E la signora Aung San Suu Kyi che dice? Che ne pensa il premio Nobel per la Pace dell’anno 1991, la donna dall’aspetto fragile ma dal carattere di ferro laureata a Oxford, impiegata all’Onu ma tornata in patria per fondare (1988) la Lega Nazionale per la Democrazia e opporsi al regime dei generali e da allora rimasta agli arresti domiciliari fino al 2010? Insomma: perché la signora Aung San Suu Kyi non prende posizione sulla segregazione razziale che il suo Paese e il suo Governo praticano contro la minoranza musulmana (sunnita) dei Rohynga? Perché non si oppone alla lenta decimazione di questo popolo, perseguitato dalla giunta militare che lei stessa ha per decenni combattuto?
Ecco che cosa scriveva Amnesty International nel 2004, quando Aung San Suu Kyi era agli arresti: “ La libertà di movimento dei Rohingya è fortemente limitata e alla maggior parte di loro è stata negata la cittadinanza birmana. Essi sono anche sottoposti a varie forme di estorsione e di tassazione arbitraria; confisca delle terre; sfratto e distruzione delle loro abitazioni; e restrizioni finanziarie sui matrimoni. I Rohingya continuano ad essere utilizzati come lavoratori-schiavi sulle strade e nei campi militari, anche se la quantità di lavoro forzato nel Nord dello stato Rakhine è diminuita negli ultimi dieci anni”.
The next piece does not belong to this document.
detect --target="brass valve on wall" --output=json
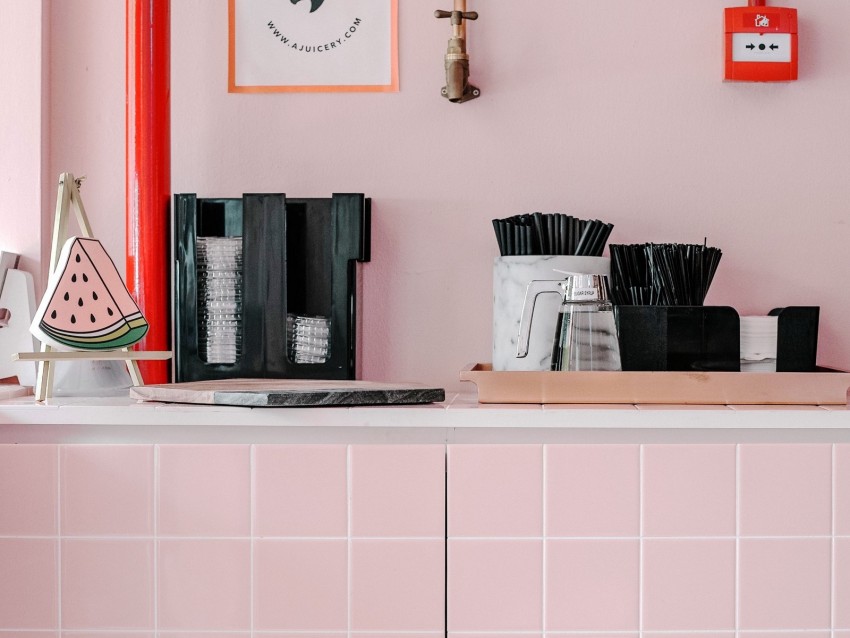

In questi ultimissimi anni, con Aung San Suu Kyi libera e in posizioni di potere, non è cambiato molto: i pogrom anti-Rohynga dei buddisti si sono moltiplicati, sono stati persino scoperti casi in cui decine di profughi rohynga venivano trascinati al largo sulle loro barche e abbandonati al mare dai militari. Nel frattempo, il movimento armato rohynga dei Mujahid si è rafforzato e radicalizzato con i soliti denari in arrivo dal golfo Persico e i campi profughi sono precipitati verso condizioni sempre più drammatiche. E proprio in questi giorni le Nazioni Unite hanno denunciato l’uccisione di almeno mille Rohynga.
Conviene precisare che i Rohynga, oggi circa un milione e 200 mila persone, sono presenti in quasi tutta l’Asia meridionale. E nel Rakhine (cioè nel Nord della Birmania) sono insediati fin dall’VIII° secolo, dall’epoca cioè della prima islamizzazione. Hanno avuto momenti di splendore nel Quattrocento, con regni importanti e potenti, e persecuzioni feroci da parte dei birmani nel Settecento, che lasciarono il Rakhine in pratica spopolato. Non sono, quindi, un accidente della storia. E se certe faccende procedessero per “meriti” storici, loro avrebbero assai più titolo a uno Stato dei kosovari (che l’hanno avuto) o dei tibetani (che lo chiedono, sostenuti a gran voce).
Nonostante le sollecitazioni (per esempio: il Congresso Usa, che le diede la Medaglia del Congresso, la più alta onorificenza americana, ha invitato il Governo birmano a cambiare politica), Aung San Suu Kyi tace e acconsente. E sì che potrebbe dire e fare molto. Finalmente liberata nel 2010, nel 2015 ha vinto da trionfatrice le prime elezioni democratiche diventando nel 2016 prima pluri-ministro (Affari Esteri, Energia, Pubblica Istruzione) e poi addirittura primo ministro (che in Birmania si chiama consigliere di Stato). La politica repressiva che viene applicata di giorno in giorno, quindi, passa per la sua firma di premio Nobel per la Pace. Aung San Suu Kyi non aveva aperto bocca, sui Roihynga, durante l’intera campagna elettorale, per non perdere voti. Purtroppo, non apre bocca neppure adesso, quando ha tutto il poterenecessario per cambiare le cose.
Non l’ha smossa, a fine 2016, nemmeno una lettera firmata da decine di personaggi di livello mondiale, tra i quali molto suoi colleghi Nobel come Muhammad Yunus, Oscar Arias, Jody Williams e Shirin Ebadi, che parlano apertamente di “tragedia umana”, “pulizia etnica”, “crimini contro l’umanità” e si dicono “frustrati” dal fatto che, “a dispetto di numerosi appelli, Aung San Suu Kyi non abbia intrapreso alcuna azione per garantire i diritti civili dei Rohynga”.
Sfuma così il mito della Signora della democrazia. E, in parte, quello della democratizzazione come panacea di tutti i mali. La democrazia birmana è giovanissima. Troppo per non meritare qualche giustificazione. Ma non abbastanza per essere assolta.